GBS prophylaxis should be given at hospital admission in patients with threatened preterm delivery if their colonization status is unknown or if they had a positive screen within the preceding five weeks. Women who have not had vaginal-rectal GBS screening within the preceding five weeks should be screened for colonization at hospital admission. If admission screening results are negative for GBS or if, at any point, it is determined that a patient admitted with preterm labor is not in true labor, antibiotics given for GBS prophylaxis should be discontinued immediately. The administration of antibiotics for other indications should not be affected by negative GBS culture results.
In patients who had a positive GBS admission screen from a threatened preterm delivery that did not result in true labor at the time, prophylaxis is indicated when true labor begins. Patients who had a negative GBS admission screen from a threatened preterm delivery that did not result in true labor should have repeat screening at 35 to 37 weeks' gestation. Screening also should be repeated in such patients if they are readmitted with threatened preterm delivery more than five weeks after their previous GBS screen.
Antibiotics may be given to patients with PPROM to prolong latency; this dosage (i.e., 2 g of intravenous ampicillin, followed by 1 g every six hours for 48 hours) should also cover GBS prophylaxis if delivery occurs while the patient is receiving that antibiotic regimen. Oral antibiotics alone will not adequately cover GBS prophylaxis. GBS testing results should not affect the duration of antibiotics given to such patients who are not in labor. Unless a screen performed within the preceding five weeks was negative, GBS prophylaxis should be given for 48 hours in patients with PPROM who are not in labor and are not receiving antibiotics to prolong latency. Prophylaxis should be discontinued if negative results from admission screening become available during that 48-hour period.
Secondary Prevention in Newborns
A full diagnostic evaluation should be performed on any newborn with signs of sepsis. Treatment should include antimicrobial agents that are active against GBS and other organisms that might cause neonatal sepsis. Figure 2 provides an algorithm for detecting and managing potential cases of sepsis in newborns.
To determine appropriate neonatal management, it is important to consult an obstetric provider to assess whether chorioamnionitis was suspected in the mother.

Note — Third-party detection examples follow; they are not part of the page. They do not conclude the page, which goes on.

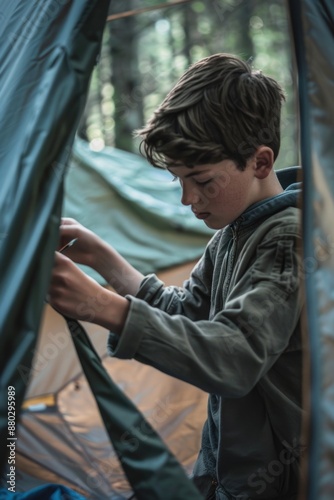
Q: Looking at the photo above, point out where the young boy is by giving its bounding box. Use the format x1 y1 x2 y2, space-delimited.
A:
50 54 302 500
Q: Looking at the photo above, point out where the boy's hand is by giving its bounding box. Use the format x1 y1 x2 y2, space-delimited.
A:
48 252 129 333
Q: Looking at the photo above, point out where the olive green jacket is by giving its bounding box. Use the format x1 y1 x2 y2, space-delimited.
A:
109 185 303 500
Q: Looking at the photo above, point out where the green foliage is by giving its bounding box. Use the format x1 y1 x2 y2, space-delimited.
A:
79 0 299 168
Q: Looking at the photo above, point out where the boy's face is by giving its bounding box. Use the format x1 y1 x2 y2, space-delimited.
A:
168 158 261 229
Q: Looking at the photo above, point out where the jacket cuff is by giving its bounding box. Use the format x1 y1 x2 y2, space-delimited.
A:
107 295 145 359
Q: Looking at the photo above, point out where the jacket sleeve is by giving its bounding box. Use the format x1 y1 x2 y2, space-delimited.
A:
108 225 302 397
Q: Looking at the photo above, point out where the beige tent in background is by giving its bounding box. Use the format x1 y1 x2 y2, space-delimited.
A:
16 262 207 500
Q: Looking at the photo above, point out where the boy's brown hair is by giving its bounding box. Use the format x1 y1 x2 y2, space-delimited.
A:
137 54 285 170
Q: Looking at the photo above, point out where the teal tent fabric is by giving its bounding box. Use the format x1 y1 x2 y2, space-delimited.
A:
0 484 85 500
65 318 202 500
63 138 214 283
289 0 334 500
0 0 109 476
0 0 204 500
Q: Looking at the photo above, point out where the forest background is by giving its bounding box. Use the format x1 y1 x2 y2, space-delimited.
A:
78 0 299 169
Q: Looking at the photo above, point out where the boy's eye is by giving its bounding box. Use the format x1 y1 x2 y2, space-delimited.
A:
195 179 212 186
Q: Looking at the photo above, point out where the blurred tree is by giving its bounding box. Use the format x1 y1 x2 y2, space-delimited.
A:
107 0 144 151
79 0 298 168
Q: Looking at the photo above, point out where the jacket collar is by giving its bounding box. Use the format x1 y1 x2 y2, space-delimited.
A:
230 182 302 229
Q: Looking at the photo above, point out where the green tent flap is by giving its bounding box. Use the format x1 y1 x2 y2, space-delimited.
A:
0 0 204 500
0 0 109 476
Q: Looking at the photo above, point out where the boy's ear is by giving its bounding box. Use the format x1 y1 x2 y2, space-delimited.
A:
254 146 274 179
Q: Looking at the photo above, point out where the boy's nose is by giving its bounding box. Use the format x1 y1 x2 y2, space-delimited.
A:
181 184 200 205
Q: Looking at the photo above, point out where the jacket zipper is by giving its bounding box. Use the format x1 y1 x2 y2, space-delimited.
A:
224 220 241 301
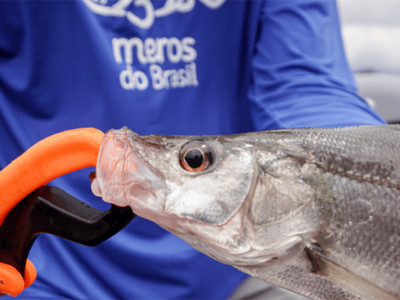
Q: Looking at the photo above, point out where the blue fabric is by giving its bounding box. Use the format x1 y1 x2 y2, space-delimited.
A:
0 0 383 299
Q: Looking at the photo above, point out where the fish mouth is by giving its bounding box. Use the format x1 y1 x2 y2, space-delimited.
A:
91 128 165 211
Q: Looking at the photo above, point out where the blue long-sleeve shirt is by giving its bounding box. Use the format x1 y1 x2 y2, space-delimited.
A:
0 0 383 299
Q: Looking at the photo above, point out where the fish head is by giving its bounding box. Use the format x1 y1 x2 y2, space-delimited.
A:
92 128 257 260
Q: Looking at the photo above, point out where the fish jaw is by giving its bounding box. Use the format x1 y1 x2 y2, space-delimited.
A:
91 128 166 215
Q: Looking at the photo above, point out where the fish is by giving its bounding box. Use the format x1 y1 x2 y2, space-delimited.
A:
92 125 400 300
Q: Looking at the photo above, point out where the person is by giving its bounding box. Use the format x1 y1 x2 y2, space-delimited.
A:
0 0 383 299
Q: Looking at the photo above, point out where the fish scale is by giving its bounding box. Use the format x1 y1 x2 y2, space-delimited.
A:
92 125 400 300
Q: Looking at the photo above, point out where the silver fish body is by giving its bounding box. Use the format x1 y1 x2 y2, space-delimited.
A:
92 125 400 299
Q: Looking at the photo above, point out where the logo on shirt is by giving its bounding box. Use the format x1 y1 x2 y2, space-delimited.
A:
82 0 226 91
83 0 226 29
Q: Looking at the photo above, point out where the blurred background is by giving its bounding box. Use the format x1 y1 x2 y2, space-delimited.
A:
337 0 400 123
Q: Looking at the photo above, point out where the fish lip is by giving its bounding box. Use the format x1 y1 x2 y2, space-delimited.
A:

Well-appearing newborns whose mothers had suspected chorioamnionitis should have a limited evaluation and may require antibiotic therapy, pending culture results. Well-appearing newborns whose mothers did not have chorioamnionitis or any indications for GBS prophylaxis should be treated according to routine clinical care.
Observation for at least 48 hours is recommended for well-appearing newborns of any gestational age whose mothers received adequate intrapartum GBS prophylaxis; routine diagnostic testing is not recommended. These newborns can be discharged as soon as 24 hours after delivery as long as they have met other discharge criteria and have ready access to medical care, and if there is someone present who will be able to fully comply with instructions for home observation.
At least 48 hours of observation are also recommended for well-appearing newborns of at least 37 weeks and 0 days' gestation whose mothers had an indication for GBS prophylaxis but received no or inadequate prophylaxis and whose duration of membrane rupture before delivery was less than 18 hours; routine diagnostic testing is not recommended. Limited evaluation and observation for at least 48 hours are recommended if the newborn's gestational age is less than 37 weeks and 0 days or if the duration of membrane rupture before delivery was 18 hours or more.